🤖 AI Summary
This study investigates how YouTube creators leverage generative AI for monetization and uncovers the structural tensions embedded in their collective practices. Through qualitative content analysis of 377 relevant videos, the research systematically codes revenue models—including advertising, direct sales, affiliate marketing, and revenue sharing—and identifies ten archetypal application scenarios. It reconceptualizes generative AI–based monetization as a community-constructed knowledge system, revealing the collaborative logics and governance tensions that emerge as creators navigate platform algorithms either cooperatively or adversarially. The findings offer novel perspectives for designing creator-centric AI tools and reimagining platform governance. Furthermore, the study highlights critical ethical and practical concerns, such as unverifiable income claims, content appropriation, synthetic engagement, and ambiguities surrounding authorship.
📝 Abstract
Generative Artificial Intelligence (GenAI) is reshaping creative labor by enabling the rapid production of text, images, and videos. On YouTube, creators are developing new ways to leverage these tools and share knowledge about how to pursue income through such strategies.
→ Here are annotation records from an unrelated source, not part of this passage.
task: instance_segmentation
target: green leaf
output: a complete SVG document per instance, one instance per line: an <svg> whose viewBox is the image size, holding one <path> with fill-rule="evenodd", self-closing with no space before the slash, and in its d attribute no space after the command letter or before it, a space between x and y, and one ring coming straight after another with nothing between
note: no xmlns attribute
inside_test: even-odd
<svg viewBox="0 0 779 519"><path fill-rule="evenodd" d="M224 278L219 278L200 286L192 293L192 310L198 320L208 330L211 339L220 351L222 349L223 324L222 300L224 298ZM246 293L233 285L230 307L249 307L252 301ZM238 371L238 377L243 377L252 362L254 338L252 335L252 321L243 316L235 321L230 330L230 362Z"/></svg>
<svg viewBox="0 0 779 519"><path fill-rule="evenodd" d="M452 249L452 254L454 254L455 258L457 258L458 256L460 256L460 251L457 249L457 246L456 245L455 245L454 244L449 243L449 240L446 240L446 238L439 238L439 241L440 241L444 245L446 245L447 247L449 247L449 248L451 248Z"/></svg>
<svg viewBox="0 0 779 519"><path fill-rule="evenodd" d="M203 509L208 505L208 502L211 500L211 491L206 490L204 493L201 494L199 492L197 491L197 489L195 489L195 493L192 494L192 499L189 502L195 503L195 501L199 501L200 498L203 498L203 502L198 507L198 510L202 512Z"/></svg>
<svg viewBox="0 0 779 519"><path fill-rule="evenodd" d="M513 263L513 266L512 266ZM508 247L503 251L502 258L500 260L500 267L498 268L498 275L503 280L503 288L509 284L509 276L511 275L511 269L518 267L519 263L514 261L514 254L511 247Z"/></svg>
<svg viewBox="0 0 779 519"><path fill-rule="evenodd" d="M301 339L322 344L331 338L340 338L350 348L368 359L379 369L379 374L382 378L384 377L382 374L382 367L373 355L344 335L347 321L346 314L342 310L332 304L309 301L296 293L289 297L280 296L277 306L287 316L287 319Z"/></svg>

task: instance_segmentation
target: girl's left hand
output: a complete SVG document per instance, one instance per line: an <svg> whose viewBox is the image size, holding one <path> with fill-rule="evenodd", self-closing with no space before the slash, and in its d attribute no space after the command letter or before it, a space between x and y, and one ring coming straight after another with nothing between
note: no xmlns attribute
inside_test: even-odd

However, little is known about what GenAI knowledge has been collectively constructed around monetizing GenAI as a community practice of acting both with and against algorithmically mediated platforms. We analyze 377 YouTube videos in which creators publicly promote workflows, revenue claims, and monetization strategies for GenAI-enabled content. Our analysis identifies ten shared use cases that frame AI-supported income opportunities, and examines how this GenAI knowledge repository embodies a collective effort to leverage platform infrastructures for monetization -- including advertising, direct sales, affiliate marketing, and revenue-sharing models. We further surface structural tensions in AI-mediated creative labor, including unverifiable income claims, content misappropriation, synthetic engagement practices, and shifting authorship norms. We conceptualize creators'collective understanding and adoption of GenAI in the context of monetizing creative labor, with implications for the design of creator-centered GenAI technologies and responsible platform policy.